But of course, no man is perfect, and in some departments Conrad came up short – all too literally. He was probably no taller than 5’7” and from the waist down he was a bit less hot than from the waist up. His thighs and even calves were muscular but for my tastes too thick and stumpy-looking. On Hawaiian Eye, where he often wore little more than swim trunks and where he was accompanied by taller male, and sometimes even female, stars, he often looked more like a sidekick than a hero, more of a young punk than an alpha male, especially alongside Van Williams or Anthony Eiseley. The producers and directors on Wild Wild West seemed to have been well aware of Conrad’s shortcomings, however, and accentuated the positive, giving him cowboy boots with significant heels and dressing him in a distinctive quasi-Latin American bolero-vaquero outfit, with tight high-waisted pants that made his legs look longer and more slender. They also refrained from shaving his abs as was done on Hawaiian Eye (although on WWW from episode to episode the manner of and degree to which Conrad’s torso fur is trimmed varies from Shatnerian-shaven to practically Baldwinesque), which definitely pumped up the manliness factor. Thus prepared, the WWW producers/writers/directors then, whenever possible, took his shirt off and often tied his wrists behind his back, to prominently project his pecs and abs. “Shamelessly Shirtless Sexiness” would have been as good a description of WWW as “Weird Way-out Western.”


Conrad went on to other notable roles, especially in “Baa Baa Black Sheep”, where he portrayed Pappy Boyington, and on “Battle of the Network Stars”, where he played an asshole (himself), but none of his subsequent roles have endured in the public memory as WWW has.
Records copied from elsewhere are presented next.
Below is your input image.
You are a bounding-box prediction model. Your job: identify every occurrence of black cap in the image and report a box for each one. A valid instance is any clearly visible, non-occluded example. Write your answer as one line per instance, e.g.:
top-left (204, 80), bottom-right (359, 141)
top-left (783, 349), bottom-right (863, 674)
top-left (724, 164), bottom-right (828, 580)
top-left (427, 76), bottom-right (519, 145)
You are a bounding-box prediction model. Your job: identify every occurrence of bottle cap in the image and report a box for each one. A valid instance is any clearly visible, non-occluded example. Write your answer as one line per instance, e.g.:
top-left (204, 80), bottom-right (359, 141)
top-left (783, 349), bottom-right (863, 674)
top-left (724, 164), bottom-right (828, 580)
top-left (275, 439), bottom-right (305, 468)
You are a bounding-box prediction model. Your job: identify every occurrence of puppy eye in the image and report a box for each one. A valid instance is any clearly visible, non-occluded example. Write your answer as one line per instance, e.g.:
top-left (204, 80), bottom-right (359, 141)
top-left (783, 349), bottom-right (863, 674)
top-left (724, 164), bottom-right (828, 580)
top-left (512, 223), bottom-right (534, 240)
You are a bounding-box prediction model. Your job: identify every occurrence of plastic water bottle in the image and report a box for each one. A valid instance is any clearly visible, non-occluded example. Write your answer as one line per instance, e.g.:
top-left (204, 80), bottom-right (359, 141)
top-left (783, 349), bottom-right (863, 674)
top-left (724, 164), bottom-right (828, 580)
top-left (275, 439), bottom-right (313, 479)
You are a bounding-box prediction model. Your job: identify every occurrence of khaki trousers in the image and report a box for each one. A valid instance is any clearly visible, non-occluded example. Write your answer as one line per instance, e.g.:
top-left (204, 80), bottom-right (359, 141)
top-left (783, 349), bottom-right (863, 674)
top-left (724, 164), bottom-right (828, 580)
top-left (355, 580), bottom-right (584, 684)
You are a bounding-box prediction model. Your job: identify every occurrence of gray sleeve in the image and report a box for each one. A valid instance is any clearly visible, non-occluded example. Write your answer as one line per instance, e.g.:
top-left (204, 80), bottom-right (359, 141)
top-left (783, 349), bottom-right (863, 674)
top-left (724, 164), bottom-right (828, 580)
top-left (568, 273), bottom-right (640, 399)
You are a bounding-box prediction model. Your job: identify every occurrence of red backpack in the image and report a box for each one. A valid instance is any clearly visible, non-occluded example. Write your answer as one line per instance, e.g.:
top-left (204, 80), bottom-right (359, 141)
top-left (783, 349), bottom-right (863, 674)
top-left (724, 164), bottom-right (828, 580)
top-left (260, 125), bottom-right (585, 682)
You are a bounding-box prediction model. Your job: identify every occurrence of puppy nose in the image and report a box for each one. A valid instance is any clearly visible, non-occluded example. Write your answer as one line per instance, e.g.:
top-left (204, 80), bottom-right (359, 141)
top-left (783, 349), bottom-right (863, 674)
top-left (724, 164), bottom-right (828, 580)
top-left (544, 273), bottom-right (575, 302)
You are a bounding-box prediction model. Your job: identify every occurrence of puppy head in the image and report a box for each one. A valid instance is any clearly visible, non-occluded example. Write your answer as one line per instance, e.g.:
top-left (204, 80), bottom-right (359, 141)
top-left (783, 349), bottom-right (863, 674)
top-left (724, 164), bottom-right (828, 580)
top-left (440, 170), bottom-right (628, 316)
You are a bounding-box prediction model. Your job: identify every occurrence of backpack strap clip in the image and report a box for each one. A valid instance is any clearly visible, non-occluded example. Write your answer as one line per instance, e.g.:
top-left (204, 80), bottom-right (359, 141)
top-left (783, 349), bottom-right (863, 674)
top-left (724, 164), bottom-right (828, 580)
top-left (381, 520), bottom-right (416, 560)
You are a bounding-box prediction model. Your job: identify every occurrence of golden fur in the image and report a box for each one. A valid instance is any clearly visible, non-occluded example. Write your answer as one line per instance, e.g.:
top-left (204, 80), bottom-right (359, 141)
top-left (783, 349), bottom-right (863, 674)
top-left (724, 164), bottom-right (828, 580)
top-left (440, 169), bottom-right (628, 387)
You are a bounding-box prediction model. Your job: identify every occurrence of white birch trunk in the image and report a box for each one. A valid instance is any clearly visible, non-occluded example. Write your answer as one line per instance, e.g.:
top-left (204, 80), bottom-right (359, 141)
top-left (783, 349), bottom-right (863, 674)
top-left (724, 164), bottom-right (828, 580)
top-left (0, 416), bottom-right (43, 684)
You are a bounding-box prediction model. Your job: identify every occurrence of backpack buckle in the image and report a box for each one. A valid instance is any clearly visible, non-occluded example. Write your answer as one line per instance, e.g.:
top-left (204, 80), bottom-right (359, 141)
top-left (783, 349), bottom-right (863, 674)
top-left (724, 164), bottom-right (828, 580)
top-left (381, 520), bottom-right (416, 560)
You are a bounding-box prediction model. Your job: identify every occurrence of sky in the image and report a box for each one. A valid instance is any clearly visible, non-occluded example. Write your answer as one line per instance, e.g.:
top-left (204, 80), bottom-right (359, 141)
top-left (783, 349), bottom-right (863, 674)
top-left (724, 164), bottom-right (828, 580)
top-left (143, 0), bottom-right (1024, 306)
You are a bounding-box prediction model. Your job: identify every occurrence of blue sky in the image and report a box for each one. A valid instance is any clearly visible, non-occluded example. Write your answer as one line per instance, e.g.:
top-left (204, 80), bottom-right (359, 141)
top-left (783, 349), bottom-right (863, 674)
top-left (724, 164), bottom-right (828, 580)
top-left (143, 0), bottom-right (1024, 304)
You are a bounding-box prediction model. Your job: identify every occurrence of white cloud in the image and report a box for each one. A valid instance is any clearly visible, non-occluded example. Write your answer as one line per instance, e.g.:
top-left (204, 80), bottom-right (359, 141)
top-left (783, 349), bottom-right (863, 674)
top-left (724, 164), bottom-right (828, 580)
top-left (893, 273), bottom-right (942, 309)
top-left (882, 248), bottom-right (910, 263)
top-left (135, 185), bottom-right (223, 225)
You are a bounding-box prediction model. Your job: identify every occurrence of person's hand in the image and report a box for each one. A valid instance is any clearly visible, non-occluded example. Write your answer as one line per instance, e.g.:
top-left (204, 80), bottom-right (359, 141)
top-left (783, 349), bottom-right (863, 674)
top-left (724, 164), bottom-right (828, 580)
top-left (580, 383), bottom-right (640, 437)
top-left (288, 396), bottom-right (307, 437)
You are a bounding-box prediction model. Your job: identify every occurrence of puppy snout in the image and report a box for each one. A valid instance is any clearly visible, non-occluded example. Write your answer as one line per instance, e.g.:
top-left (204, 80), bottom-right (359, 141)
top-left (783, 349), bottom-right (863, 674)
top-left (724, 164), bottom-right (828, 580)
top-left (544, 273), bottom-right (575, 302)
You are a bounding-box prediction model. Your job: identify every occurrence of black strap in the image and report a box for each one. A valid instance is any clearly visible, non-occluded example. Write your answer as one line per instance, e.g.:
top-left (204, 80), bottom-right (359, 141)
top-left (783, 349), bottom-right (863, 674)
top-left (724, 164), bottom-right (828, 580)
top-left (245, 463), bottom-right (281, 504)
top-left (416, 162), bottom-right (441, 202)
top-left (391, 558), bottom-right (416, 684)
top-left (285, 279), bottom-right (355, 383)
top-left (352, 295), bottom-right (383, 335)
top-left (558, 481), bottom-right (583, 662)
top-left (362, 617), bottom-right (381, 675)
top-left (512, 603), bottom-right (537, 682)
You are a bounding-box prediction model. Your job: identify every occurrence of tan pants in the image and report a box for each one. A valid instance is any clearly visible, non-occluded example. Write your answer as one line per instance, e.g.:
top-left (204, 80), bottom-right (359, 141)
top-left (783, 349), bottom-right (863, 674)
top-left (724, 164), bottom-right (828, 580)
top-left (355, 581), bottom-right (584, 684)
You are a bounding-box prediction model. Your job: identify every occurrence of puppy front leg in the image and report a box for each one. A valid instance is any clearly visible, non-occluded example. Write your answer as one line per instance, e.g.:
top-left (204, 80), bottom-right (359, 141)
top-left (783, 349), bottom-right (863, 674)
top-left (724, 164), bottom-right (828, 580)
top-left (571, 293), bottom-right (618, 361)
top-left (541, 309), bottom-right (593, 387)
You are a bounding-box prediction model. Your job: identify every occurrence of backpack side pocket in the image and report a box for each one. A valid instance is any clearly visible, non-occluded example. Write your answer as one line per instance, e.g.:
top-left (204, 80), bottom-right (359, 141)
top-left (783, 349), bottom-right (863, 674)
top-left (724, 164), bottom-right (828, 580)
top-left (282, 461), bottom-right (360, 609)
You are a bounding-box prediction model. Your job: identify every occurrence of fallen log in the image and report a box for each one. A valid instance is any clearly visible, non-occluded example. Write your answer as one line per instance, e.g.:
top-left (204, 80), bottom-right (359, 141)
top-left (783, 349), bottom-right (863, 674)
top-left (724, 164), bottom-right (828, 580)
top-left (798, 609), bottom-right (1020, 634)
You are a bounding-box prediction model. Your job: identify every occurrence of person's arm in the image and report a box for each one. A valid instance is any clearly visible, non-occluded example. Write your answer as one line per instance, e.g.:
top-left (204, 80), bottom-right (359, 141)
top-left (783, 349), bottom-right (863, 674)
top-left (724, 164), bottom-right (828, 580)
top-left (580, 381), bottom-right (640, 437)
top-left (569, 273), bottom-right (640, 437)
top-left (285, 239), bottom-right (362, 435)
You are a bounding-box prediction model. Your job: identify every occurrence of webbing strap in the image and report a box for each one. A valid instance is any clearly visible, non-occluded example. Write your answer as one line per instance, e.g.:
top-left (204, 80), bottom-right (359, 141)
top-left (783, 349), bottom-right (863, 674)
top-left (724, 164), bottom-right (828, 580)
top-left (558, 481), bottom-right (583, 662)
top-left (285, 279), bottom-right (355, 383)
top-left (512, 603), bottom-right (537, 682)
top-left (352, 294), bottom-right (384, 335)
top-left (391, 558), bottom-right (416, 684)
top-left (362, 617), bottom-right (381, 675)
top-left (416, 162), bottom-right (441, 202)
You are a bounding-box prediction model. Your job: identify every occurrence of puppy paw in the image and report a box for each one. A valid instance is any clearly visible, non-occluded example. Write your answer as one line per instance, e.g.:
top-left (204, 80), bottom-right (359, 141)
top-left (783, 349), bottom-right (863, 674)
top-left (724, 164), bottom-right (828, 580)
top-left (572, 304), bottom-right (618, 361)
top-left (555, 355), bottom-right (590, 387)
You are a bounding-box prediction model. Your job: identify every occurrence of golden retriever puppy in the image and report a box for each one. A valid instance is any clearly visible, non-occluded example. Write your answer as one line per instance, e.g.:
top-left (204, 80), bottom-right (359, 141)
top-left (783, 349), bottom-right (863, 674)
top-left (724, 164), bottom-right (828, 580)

This is due in no small measure to the show itself of course; it was fun, strange, innovative, and action-packed, featuring some of the best fight scenes every filmed up to that time as well as some of the coolest gadgets that 19th superspy technology had to offer (if you want to see the origin of steampunk, look no further than Dr. Loveless’s lab). But the greatest reason for its enduring popularity was Conrad himself, whose James West set a new standard for secret agent studliness.